I tapped my fingers against my legs then
clenched and unclenched my hands.

In the Integration Office, I’d been taught
that the classic distinctions between the gods – the assumptions of
power that came along with their slice of believers and legend –
didn't count for much these days. The system mattered, not the
individuals who went through it. When Jupiter had been banned from
Italy for a destructive bar-fight, the system had overpowered him.
If the system could do that to one of the most powerful gods out
there, then it could do it for Loki, Hades, and Seth,
too.

Yes, they had thwarted it somehow by
getting to Earth/letting out sea monsters/kidnapping me in the
first place. But that fact didn't stand alone. I knew what they
were up to, I could bring this information to the system, and
everything would work smoothly again.

It had to.

My strides became stronger – my legs
stiffening in a determined fashion that saw my pace increase
measurably.

Plus, Loki and his assorted illegal
brethren were hardly likely to attack me on a populated, modern,
human city street. They might have gotten away with using their
godly powers in ancient times, when such powers would cause less of
a ripple in the belief of the humans who saw them. That wouldn't be
the case here. Seth could hardly order up a sandstorm to pin me
down, and Hades wouldn't be able to pop out from the drains with a
couple of thousand denizens of the dead. That would draw real and
quick attention from the Office. They might have gotten away with
their sea-monster-in-the-flood-drain escapade, but there were more
people to notice their inappropriate shenanigans above
ground.

Some part of me knew all of this
self-posturizing was just that. I didn't want to listen to her. I
needed to justify why I’d left Thor – who could demonstrably
protect me against everything but a lack of beer and his
half-wife.

I swallowed.

I looked up and saw something. No, that
wasn’t right – I heard it before I saw it.

It wasn't Jupiter clicking his fingers and
munching on a cigar, and nor was it a sea monster throwing a ladder
at me in the hope I'd climb it before it attacked me.

It was an oak tree.

It was... beautiful. The leaves shone and
the trunk was so indented and gnarled you could spend your life
following every twist and turn.

Its leaves were rustling.

I smiled up at them.

How long did I smile for? How long did I
watch it? How many details did I process before I realized... it
was smack bang in the middle of a street?

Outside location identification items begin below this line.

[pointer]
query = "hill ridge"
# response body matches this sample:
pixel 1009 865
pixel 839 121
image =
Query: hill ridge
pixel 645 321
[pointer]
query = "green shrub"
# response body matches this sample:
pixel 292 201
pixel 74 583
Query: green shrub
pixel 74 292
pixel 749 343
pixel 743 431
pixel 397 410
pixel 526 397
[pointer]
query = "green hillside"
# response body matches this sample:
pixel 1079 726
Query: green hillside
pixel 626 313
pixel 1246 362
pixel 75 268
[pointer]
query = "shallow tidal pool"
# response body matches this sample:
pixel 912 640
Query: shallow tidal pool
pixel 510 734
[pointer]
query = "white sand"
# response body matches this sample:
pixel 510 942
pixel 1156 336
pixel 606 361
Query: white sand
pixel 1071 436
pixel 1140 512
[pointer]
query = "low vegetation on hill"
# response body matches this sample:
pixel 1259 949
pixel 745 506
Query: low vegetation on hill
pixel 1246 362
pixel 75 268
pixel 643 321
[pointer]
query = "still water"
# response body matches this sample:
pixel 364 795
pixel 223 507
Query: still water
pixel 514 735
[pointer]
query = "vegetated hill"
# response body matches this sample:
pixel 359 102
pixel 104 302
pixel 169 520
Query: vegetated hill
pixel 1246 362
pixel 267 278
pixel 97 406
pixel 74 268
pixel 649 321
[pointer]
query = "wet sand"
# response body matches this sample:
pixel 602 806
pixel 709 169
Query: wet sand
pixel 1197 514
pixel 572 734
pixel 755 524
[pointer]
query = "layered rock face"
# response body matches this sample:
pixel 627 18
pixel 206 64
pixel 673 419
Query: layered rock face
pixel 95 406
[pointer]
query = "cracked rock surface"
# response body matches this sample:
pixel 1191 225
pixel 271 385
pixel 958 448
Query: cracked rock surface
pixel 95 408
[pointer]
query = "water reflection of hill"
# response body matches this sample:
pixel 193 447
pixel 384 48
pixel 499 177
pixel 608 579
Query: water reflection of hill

It was in the middle of a street. There was
a giant, beautiful, old oak sitting right in the middle of a main
road.

Okay, that wasn’t normal, unless the
city's pro-tree council had upped their ante.

I twisted my head left and right, checking
whether any cars were speeding around the tree. There were no cars.
No traffic. No pedestrians.

I clicked my tongue, and it echoed along the
empty street.

I was a sensible, in-control goddess, or
so I liked to think. Before my recent run-in with out-of-control
kidnapping situations, I’d led a stable life. A life that didn't
involve leaf-filled hallucinations or oak-filled
streets.

But there was a problem: I hadn’t always
been the same goddess I was. Or rather, my power hadn't always been
refined in the way I now displayed it. There was a time, long ago,
when I'd have been the worst person to leave in charge of a global
divine immigration scheme. When I was still a young newbie goddess,
I would wander about with my head in the clouds, mesmerized by the
details that unfolded around me. I wouldn’t think, I wouldn’t
process, I wouldn’t reason.

I'd been a real airhead.

Thankfully I'd grown up and out of that
stage. I was an adult now. I was sensible. I was
rational.

Except... somehow, I’d just stared at a
tree for god knows (not this god) how long without picking up it
was in the middle of the bloody road! The incongruity hadn't been
noticed because I'd been too mystified by the detail of the
bark.

This... this was old me. This wasn't
Officina Immigration Officer to Earth – this was Officina Airhead
Goddess who walked around like she was perpetually off her
head.

A spike of genuine fear shot through my
belly, and I clutched a hand to my stomach immediately. The
kidnapping I could intellectually take. Loki wanted me and was
going to find a way to get his fiery paws on me, story closed.
This... this was me losing control....

I drew a sharp breath and took several
snapped steps back from the oak tree. It didn't disappear. It
stayed merrily in the middle of the road, shining in a light I
realized couldn't be coming from the sky. There was no sun – it was
night.

How hadn't I noticed that before? Why
hadn't I been suspicious of the dappled sunshine playing across the
leaves sooner?

Another spike of fear raced through me,
leaving an angry, nervous tingling in its wake.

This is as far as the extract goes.